World -- News In Brief
S. AFRICAN GUARD WHO KILLED SINGER GETS PRISON TERM
JOHANNESBURG, South Africa - A white security guard who shot and killed a lead singer of Ladysmith Black Mambazo, the South African group featured on Paul Simon's "Graceland" album, was sentenced today to three years in jail for culpable homicide.
The case was referred to the Commissioner of Correctional Services for a decision on whether Sean Nicholas should serve the sentence in prison or under a form of house arrest.
The victim, Headman Shabalala, won international acclaim with his Zulu a cappella group when they toured and recorded with Simon in the late 1980s.
The court ruled that Nicholas shot Shabalala at point-blank range last December in Natal province after forcing Shabalala's car to a halt on suspicion of drunken driving.

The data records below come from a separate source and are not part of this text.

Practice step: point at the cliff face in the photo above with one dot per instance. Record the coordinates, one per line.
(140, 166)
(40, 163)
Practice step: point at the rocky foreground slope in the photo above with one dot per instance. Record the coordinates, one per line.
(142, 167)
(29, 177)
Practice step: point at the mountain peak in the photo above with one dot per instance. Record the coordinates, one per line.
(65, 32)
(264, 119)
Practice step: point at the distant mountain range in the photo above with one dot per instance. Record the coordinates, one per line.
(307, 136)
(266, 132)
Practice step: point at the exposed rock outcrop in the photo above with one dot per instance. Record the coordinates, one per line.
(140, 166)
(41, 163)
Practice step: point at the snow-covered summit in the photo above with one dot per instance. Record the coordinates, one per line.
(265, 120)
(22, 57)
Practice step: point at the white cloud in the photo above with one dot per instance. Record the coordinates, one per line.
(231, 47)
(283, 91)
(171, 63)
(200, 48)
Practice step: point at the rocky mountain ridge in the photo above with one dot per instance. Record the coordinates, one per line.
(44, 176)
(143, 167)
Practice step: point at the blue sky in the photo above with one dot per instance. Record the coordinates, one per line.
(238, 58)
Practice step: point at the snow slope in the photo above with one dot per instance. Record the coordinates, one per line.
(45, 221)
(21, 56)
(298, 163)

Nicholas said he shot Shabalala because the singer tried to snatch his weapon.
IRAN'S NEW SUBMARINE ARRIVES FROM RUSSIA
MANAMA, Bahrain - A submarine Iran bought from Russia has arrived at the Iranian port of Bandar Abbas at the mouth of the Persian Gulf, a U.S. naval source said today.

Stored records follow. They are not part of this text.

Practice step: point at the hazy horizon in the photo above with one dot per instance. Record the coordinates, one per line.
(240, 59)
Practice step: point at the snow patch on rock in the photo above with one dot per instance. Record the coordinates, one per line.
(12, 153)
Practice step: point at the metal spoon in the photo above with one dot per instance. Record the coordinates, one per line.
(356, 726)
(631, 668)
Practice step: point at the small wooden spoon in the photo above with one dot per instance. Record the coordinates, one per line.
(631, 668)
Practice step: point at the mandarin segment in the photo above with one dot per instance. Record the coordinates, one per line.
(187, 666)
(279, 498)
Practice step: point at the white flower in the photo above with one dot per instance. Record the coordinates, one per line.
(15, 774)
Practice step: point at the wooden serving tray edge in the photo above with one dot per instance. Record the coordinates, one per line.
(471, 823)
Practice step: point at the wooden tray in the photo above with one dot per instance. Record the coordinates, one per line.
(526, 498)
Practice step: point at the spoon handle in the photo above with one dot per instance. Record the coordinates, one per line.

He said the Kilo-class submarine, whose sale by Moscow angered Western powers, entered port a few days ago after a journey through the Mediterranean and the Red Seas.

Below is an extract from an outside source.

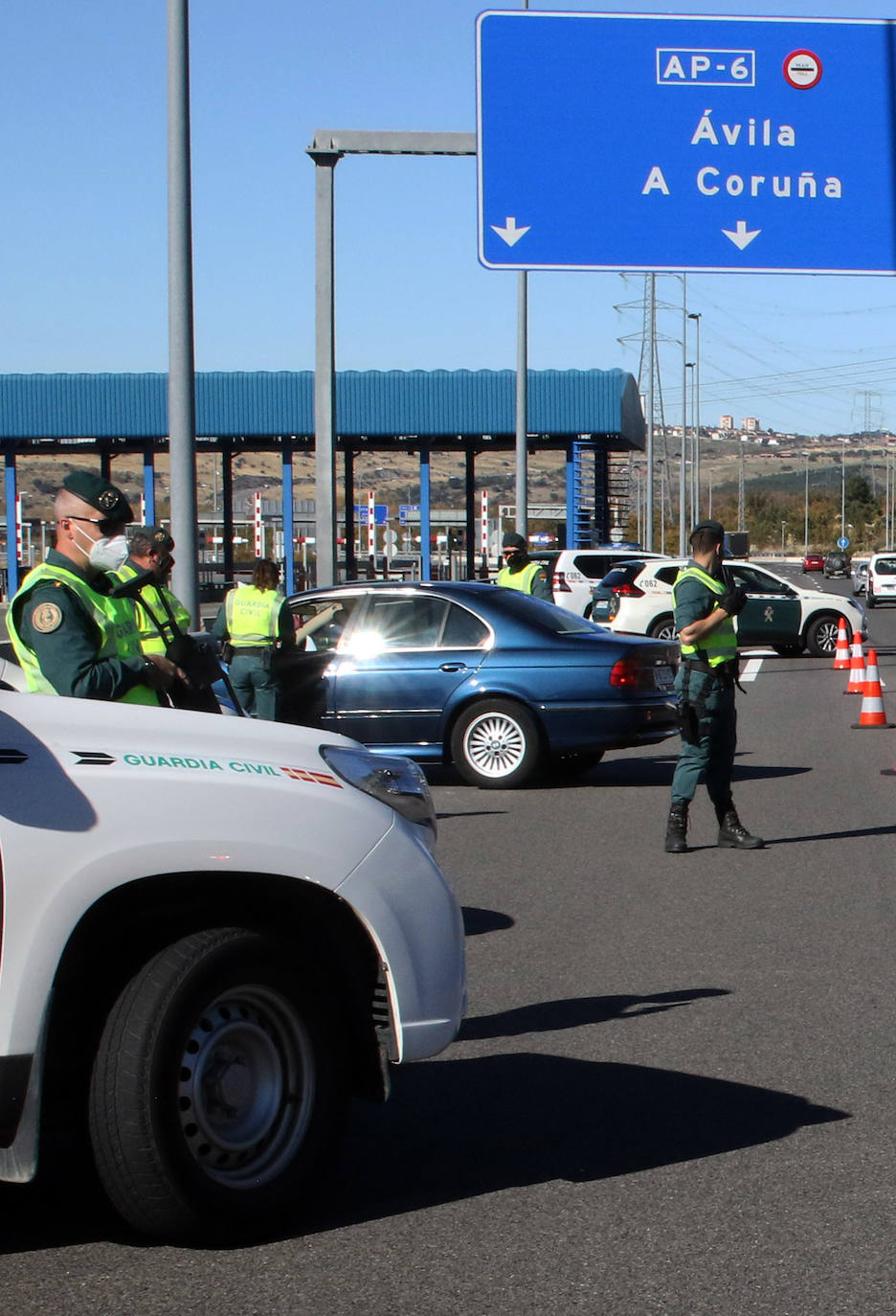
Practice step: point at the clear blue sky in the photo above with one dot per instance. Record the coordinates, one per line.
(83, 281)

None of the Gulf Arab states is believed to have submarines.
The U.S. submarine Topeka arrived in the Gulf on Nov. 3 - the first visit to the Gulf by a U.S. nuclear submarine - for a month of maintenance work.
U.S. officials say there is no link, insisting that its arrival had been planned long before the Iranian submarine was due to arrive in the region.
U.N. SAYS 3-WAY TRUCE IN BOSNIA MOSTLY HOLDING
SARAJEVO, Bosnia-Herzegovina - A three-way cease-fire largely held throughout Bosnia-Herzegovina today, the United Nations said.
A U.N. spokesman said monitors reported some violations in Bihac, in the country's extreme northwest, and in Travnik, in central Bosnia. But the monitors did not characterize them as serious, said Adnan Abdelrazek, a spokesman for U.N. forces in Sarajevo.
Muslim, Croat and Serb military representatives were to meet today in Stolac, a Croat-held town in the south, to talk about monitoring the truce in the nearby Mostar region, U.N. officials said.
The Bosnian government radio said Gradacac and Brcko, towns in the north, came under heavy shelling overnight, and that Mostar to the south was shelled twice.
OUSTED BRAZILIAN LEADER FACES CRIMINAL CHARGE
RIO DE JANEIRO, Brazil - President Fernando Collor de Mello, already suspended from office and on trial in the Senate, had his troubles doubled yesterday when Brazil's independent attorney general filed criminal corruption and racketeering charges against him in the Supreme Court.
If the Senate convicts Collor, he would be permanently removed from the presidency and barred from office for eight years. But with the new charges, he also faces a prison sentence.
The impeachment charges were based on findings by a special congressional committee that accused Collor of receiving graft money from his former campaign fund-raiser. The criminal charges are based on results of a parallel investigation by the federal police.
VIOLENCE FOLLOWS ELECTION IN NORTHERN MEXICO TOWN
HIDALGO, Mexico - The ruling Institutional Revolutionary Party's claim of victory in Sunday's election in Hidalgo, a town of about 10,000, has been protested.
When the municipal electoral commission declared David Zuniga the winner of the election for mayor, a crowd of about 2,500 gathered in the town square to protest.
Police and army troops dispersed them with tear gas. But 14 protesters were jailed for two days in Ciudad Victoria, the capital of Tamaulipas state.
The conservative National Action Party (PAN) has called for annulment of the election in Tamaulipas as well as statewide elections Sunday in Puebla and Sinaloa states.
CANADIAN ESKIMOS VOTE TO RULE THEIR OWN TERRITORY
IQALUIT, Northwest Territories - Canadian Eskimos across a tract of Arctic tundra about three times the size of Texas celebrated today after voting to create the hemisphere's largest self-governing indigenous territory.
Officials announced yesterday that 69 percent of voters backed a deal that gives the Inuit, as Canadian Eskimos prefer to be called, outright ownership of an area slightly smaller than California and fishing and hunting rights to the entire territory of Nunavut, or "our land."
The pact also gives the Inuit nearly $1 billion over 14 years.